Татьянин день. Иван Шувалов | страница 28
— Это-то я и хотел вам сказать, — сознался Лесток. — Верные мне люди подслушали разговор графа Линара и правительницы. Линар тот настаивает на том, чтобы она, Анна Леопольдовна, объявила себя императрицею. А вас, значит, — в монастырь... Только принцесса, надо отдать ей должное, возразила ему: «А что мы при сем выиграем? Чертёнок-то голштинский, внук Петра Великого, в Киле живёхонек. Вот его заместо меня и захотят поставить на трон. А у него все права, в отличие от меня, бабы, да не прямой к тому ж наследницы престола».
«Ковы, ковы! Всюду заговоры и подвохи. Сижу ж тихо, скромно, никому не мешаю, любому желаю только добра. А тут на тебе, сами промеж себя козни друг против друга плетут, в обманах душу поганят, так и меня ещё хотят со свету сжить!»

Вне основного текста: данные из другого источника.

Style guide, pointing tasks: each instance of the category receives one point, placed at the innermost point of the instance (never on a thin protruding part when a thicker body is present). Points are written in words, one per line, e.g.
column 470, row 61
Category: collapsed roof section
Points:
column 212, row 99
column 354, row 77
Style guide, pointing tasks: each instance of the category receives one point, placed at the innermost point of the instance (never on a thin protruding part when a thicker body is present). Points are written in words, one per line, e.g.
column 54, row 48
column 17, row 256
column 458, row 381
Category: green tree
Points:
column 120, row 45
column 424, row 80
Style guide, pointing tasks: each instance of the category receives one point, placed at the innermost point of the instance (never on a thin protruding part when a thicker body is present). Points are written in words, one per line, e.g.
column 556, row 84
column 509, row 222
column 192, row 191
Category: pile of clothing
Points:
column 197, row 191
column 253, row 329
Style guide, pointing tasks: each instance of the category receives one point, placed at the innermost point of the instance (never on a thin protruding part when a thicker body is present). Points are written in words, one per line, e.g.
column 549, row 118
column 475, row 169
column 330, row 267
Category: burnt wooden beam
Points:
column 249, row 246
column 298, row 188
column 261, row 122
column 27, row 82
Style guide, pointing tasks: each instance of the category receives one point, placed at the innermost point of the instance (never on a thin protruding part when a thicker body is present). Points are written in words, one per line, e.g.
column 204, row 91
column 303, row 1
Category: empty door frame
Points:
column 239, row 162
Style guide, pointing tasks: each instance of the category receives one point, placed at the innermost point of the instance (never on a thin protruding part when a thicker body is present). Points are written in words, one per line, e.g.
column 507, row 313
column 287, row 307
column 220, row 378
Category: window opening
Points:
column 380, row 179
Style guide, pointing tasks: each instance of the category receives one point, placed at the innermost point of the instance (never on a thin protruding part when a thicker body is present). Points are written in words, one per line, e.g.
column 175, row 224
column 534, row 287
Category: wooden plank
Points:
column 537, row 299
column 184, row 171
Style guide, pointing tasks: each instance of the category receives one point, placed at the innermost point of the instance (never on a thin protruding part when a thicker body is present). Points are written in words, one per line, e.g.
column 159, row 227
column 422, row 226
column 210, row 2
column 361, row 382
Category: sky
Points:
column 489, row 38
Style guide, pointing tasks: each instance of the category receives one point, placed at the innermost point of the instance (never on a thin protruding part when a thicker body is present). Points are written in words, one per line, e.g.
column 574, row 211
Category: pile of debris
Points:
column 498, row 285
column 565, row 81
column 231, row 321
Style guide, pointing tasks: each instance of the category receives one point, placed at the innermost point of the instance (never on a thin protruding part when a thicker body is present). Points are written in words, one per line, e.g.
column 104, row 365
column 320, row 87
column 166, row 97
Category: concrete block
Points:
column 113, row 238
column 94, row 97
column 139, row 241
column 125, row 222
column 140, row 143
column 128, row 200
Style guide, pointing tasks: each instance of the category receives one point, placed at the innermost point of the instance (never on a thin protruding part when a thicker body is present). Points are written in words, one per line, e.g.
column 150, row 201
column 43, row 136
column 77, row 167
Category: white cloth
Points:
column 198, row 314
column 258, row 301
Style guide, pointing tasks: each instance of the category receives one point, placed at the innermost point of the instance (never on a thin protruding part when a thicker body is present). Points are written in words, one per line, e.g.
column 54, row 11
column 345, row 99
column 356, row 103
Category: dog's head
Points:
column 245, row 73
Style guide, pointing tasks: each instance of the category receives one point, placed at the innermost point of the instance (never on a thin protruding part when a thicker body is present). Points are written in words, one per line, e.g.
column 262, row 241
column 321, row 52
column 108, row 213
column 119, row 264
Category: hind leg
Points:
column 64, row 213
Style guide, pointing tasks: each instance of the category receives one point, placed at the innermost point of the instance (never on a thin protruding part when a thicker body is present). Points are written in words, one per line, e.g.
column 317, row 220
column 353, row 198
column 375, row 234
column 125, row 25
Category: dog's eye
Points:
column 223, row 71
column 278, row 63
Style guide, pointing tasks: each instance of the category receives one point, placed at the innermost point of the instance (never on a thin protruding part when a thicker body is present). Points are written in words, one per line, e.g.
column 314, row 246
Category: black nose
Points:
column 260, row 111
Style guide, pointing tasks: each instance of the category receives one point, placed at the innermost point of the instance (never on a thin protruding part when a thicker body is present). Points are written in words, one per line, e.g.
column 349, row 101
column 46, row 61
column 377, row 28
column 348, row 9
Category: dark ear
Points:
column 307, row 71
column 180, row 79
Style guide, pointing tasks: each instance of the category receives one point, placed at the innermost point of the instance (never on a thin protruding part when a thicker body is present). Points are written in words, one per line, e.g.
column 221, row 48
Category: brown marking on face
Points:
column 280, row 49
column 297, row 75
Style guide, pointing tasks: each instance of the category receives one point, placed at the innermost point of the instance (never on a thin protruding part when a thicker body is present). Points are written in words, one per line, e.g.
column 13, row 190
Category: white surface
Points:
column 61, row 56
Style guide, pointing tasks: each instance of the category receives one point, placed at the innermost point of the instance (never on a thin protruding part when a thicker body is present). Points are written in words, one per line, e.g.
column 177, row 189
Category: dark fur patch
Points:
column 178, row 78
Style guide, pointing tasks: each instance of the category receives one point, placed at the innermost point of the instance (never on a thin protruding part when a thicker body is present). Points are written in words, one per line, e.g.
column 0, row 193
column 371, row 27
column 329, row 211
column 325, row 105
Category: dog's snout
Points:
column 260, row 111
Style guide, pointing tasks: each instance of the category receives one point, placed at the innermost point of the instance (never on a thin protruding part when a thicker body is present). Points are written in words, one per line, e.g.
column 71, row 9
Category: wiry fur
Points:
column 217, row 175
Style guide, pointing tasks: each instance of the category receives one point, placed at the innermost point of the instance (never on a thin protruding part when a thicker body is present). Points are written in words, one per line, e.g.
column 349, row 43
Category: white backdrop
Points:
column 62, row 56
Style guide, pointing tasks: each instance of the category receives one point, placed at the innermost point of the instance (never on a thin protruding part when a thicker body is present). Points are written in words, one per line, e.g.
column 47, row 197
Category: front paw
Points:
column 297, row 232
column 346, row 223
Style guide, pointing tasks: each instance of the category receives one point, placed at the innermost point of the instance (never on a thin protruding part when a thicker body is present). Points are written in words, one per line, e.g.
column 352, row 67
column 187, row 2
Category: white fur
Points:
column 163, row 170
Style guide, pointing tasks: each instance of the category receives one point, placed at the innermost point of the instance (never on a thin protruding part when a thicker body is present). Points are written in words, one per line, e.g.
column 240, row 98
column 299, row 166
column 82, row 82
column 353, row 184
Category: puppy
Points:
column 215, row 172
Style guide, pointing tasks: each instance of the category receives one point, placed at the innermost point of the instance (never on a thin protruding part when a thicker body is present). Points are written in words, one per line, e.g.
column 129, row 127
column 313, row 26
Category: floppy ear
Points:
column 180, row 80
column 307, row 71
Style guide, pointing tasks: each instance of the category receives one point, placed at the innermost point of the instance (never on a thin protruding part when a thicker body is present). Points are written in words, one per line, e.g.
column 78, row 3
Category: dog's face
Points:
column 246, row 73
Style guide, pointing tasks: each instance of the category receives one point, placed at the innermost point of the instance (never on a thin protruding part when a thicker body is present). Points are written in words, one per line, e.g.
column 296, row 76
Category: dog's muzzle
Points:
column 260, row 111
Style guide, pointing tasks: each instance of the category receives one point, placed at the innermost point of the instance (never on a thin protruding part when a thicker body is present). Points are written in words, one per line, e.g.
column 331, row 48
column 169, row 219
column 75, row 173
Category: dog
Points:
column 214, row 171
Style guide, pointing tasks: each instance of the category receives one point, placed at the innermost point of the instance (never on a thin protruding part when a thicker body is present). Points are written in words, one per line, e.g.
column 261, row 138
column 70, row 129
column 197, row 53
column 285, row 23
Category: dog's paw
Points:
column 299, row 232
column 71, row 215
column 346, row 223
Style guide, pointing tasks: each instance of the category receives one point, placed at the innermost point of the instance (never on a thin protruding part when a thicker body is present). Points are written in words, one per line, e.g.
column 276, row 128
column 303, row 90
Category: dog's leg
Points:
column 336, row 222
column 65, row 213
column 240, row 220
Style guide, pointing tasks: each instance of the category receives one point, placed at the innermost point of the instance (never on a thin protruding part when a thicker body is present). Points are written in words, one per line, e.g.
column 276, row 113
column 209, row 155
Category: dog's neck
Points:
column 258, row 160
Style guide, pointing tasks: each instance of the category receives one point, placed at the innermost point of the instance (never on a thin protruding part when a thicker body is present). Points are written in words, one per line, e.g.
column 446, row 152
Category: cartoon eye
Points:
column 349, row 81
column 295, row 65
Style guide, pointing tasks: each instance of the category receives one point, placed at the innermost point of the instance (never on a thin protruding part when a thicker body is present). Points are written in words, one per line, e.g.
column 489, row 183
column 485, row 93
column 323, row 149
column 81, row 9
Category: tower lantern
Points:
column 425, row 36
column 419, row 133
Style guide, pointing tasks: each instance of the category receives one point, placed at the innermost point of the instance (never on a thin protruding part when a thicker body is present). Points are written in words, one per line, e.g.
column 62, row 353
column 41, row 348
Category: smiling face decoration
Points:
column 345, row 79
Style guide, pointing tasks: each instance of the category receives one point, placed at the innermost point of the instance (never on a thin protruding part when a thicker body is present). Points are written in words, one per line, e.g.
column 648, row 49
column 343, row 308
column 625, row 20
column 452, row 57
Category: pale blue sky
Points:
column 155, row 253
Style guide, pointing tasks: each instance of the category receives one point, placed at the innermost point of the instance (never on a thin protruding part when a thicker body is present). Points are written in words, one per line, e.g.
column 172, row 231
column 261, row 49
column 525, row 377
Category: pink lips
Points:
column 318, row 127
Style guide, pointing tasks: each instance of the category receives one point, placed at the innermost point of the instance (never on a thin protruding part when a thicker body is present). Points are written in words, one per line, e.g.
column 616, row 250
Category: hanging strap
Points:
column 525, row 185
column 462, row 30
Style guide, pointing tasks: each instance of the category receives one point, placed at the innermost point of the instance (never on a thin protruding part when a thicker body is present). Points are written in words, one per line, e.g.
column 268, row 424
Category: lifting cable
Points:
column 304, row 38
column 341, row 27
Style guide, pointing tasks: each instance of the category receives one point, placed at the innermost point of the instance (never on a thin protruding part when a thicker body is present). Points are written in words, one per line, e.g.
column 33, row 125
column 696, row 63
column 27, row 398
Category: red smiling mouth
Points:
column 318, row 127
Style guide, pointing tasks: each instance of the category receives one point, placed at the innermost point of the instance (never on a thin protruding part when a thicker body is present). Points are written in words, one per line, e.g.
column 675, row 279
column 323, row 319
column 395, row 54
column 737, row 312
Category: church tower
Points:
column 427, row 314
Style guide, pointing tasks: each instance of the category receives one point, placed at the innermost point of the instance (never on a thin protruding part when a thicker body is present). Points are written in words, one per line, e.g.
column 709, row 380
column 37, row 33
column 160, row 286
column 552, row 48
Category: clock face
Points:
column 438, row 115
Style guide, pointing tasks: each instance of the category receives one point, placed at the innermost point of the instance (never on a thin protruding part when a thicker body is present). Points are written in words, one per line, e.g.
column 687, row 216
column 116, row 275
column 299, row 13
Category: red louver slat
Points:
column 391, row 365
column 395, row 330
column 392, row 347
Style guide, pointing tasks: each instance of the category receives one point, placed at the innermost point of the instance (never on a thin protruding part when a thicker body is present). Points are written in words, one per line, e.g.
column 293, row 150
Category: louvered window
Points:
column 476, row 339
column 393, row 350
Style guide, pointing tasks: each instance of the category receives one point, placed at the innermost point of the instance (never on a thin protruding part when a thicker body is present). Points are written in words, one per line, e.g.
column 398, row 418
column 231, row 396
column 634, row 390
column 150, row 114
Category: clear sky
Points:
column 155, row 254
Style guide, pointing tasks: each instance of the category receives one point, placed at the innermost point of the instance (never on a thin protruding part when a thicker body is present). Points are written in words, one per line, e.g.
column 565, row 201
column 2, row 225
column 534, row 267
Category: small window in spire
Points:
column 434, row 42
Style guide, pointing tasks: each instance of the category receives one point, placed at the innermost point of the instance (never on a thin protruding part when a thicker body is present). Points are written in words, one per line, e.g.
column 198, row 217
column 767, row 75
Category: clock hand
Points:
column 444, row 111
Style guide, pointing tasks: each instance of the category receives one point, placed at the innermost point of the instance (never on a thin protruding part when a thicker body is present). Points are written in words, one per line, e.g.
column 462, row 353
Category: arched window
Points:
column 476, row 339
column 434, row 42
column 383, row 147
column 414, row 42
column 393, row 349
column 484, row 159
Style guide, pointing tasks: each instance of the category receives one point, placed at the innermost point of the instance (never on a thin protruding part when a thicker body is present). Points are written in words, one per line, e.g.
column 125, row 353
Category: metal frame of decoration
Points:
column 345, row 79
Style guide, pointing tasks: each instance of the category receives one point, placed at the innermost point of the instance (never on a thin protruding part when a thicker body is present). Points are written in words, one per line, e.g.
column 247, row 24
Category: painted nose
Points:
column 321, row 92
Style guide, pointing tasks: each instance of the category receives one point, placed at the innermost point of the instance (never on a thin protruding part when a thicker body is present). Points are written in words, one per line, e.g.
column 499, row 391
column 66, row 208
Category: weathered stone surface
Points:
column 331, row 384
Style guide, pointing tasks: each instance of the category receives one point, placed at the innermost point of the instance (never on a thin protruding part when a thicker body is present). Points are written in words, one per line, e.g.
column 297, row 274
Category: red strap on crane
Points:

Гневно загорелись глаза Елизаветы Петровны, так что Лесток вдруг узрел пред собою грозный лик Петра.
«То и ладно! — с радостью подумал он. — То закипела в ней кровь её великого батюшки. А без того, без его решительного и крутого нрава, ей, цесаревне, никогда не увидать отцовского престола. Страдать да кручиниться — не её удел. Пришла пора действовать!»
И повторил громко, что сказал только что самому себе:
— Да, действовать пора...
Она встрепенулась, как подстреленная на лету птица, обвела волооким взглядом всё вокруг себя, и вновь взор её стал твёрдым, с сумасшедшинкою, как у её родного отца.
— Действовать, говоришь? — произнесла она следом за Лестоком. — То ж не выходит и у меня из головы: зачем на троне отца моего чужие ему люди? А ещё больней оттого, что чужие они и по крови, и по своим обычаям нашему русскому православному духу. Но как действовать-то, кто тот вождь, вроде Миниха, который в одночасье способен сотворить дело?
Последние слова потонули в грохоте раскрываемой двери. На пороге вырос во весь свой статный рост её Алексей. Был он в расшитой украинской рубахе и шароварах, но босиком.
В руках — стакан с мутной зелёною жидкостью. Чёрные брови, что обычно как два вороновых крыла над красивыми, как и у неё самой, глазами, насуплены, сведены к переносью.
— Это кто здесь балакает, кто тебя, Лизанька, на опасное дело подбивает? — Пьяная речь споткнулась, и самогон выплеснулся на пол из неверных рук. — Нам и так — скажи ему, лекарю, Лиза, — нам и так туточки хорошо. Зачем нам дворец и этот, как его, трон, а?
Она подошла к нему и обняла за плечи:
— Иди, иди, родненький, к себе. Я сейчас сама приду к тебе, и мы обо всём поговорим.